Comment l’attaque a-t-elle pu passer inaperçue pendant plusieurs années ?

« Nous ne savons pas depuis combien de temps l’ANSSI a connaissance de cette campagne d’attaque. Il est possible qu’elle ait été découverte bien après son lancement car les serveurs sur Linux sont malheureusement encore trop souvent laissés de côté en termes de supervision dans les entreprises. En outre, ce type d’attaque ne requiert pas d’interaction humaine – telle que l’ouverture d’un email – donc la probabilité qu’elle soit détectée par un employé suspicieux est limitée ».

L’attaque est-elle similaire à celle  sur le logiciel SolarWinds  en fin d’année 2020?

« Il y a une différence très marquée entre une attaque par chaîne d’approvisionnement de type « Sunburst » et cette campagne d’attaque. Cette campagne d’attaque a ciblé des installations de Centreon déjà présentes dans différents réseaux informatiques (exploitation de vulnérabilités) tandis que lors de l’attaque associée à « Sunburst », c’est le logiciel distribué aux clients finaux qui comportait plusieurs portes dérobées, préalablement installées par les pirates informatiques et qui étaient alors installées par le biais de mises à jour, automatiquement ».

L’ attaque serait-elle imputable au groupe APT Sandworm ?

« Le rapprochement a été réalisé sur différents points.
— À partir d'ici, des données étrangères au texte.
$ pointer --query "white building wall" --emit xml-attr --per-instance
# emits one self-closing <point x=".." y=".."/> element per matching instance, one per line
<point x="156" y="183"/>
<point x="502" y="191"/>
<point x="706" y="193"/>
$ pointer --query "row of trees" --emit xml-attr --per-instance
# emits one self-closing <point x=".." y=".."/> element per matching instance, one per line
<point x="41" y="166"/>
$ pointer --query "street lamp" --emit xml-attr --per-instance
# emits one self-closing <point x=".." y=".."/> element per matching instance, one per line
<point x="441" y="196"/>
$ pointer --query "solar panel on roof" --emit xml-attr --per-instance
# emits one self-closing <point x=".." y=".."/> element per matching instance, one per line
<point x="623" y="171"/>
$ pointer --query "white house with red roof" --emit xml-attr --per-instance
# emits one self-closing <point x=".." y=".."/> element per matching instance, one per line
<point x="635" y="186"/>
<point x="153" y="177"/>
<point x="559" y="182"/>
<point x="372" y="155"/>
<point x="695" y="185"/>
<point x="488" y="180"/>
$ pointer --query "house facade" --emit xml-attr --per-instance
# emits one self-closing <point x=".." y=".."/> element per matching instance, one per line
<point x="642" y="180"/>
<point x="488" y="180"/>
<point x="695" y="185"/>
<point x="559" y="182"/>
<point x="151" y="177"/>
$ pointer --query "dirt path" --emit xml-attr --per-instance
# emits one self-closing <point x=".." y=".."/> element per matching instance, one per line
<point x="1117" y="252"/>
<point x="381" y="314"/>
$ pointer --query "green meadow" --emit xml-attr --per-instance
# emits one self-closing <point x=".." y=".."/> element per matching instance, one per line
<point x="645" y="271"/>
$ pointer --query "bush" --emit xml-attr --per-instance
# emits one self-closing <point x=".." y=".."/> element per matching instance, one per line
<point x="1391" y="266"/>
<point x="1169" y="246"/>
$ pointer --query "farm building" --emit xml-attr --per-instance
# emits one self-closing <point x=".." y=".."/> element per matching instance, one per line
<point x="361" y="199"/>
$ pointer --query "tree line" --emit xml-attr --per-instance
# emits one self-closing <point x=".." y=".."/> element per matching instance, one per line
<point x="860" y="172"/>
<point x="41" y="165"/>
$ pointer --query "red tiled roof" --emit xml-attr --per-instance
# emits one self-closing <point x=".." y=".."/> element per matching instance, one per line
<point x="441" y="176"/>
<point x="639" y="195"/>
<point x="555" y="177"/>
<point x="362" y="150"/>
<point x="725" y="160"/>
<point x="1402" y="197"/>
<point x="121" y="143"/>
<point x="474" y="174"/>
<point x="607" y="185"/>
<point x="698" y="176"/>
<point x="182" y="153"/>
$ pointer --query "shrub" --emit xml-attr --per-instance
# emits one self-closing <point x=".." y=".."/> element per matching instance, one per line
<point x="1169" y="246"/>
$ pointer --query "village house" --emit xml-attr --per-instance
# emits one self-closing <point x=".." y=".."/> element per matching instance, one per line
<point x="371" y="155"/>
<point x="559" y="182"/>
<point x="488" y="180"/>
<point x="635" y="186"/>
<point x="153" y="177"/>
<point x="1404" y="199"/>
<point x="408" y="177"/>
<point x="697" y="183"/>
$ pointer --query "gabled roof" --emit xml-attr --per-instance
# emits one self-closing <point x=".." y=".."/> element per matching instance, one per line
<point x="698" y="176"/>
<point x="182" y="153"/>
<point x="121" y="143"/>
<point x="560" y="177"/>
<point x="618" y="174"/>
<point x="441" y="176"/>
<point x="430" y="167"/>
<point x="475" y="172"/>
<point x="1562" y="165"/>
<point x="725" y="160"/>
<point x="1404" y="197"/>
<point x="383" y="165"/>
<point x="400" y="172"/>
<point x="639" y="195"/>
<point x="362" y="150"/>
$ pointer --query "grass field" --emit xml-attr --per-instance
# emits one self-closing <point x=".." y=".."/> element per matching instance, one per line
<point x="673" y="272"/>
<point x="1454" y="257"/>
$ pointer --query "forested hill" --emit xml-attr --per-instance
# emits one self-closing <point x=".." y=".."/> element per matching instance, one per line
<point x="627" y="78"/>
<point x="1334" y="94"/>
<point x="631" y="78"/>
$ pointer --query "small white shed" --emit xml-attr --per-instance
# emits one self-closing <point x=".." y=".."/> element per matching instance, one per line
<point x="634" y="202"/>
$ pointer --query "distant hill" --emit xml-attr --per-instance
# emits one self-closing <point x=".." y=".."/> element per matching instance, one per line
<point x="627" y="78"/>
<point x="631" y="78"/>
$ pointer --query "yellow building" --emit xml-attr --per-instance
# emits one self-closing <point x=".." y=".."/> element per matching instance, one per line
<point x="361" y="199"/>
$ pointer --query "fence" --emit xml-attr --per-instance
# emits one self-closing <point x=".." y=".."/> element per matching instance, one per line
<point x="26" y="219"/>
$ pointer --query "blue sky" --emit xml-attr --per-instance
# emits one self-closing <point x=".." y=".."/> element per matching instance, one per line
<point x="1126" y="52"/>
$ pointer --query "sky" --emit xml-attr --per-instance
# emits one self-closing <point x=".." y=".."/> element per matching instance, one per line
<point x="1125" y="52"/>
Tout d’abord, les codes malveillants. Sandworm est le seul groupe connu pour utiliser la porte dérobée Linux Exaramel. En outre, la victimologie et l’infrastructure ont sans doute également permis d’attribuer cette campagne d’attaque au mode opératoire Sandworm. Sandworm est un mode opératoire russophone ayant des liens historiques avec le mode opératoire Sofacy/APT28. Il est actif depuis plusieurs années et œuvre dans le domaine de la déstabilisation, soit par le biais d’attaques par sabotage, soit en faisant, par exemple, fuiter des données après les avoir modifiées, tels que des rapports confidentiels ou des sauvegardes de comptes emails. Contrairement à son aîné Sofacy/APT28 et d’autres modes opératoires russophones, ce dernier est très agile lors ses attaques. Il préfèrera toujours utiliser des vecteurs d’infection et des outils moins discriminants afin de limiter les possibilités de corrélation entre ses différentes campagnes d’attaques ».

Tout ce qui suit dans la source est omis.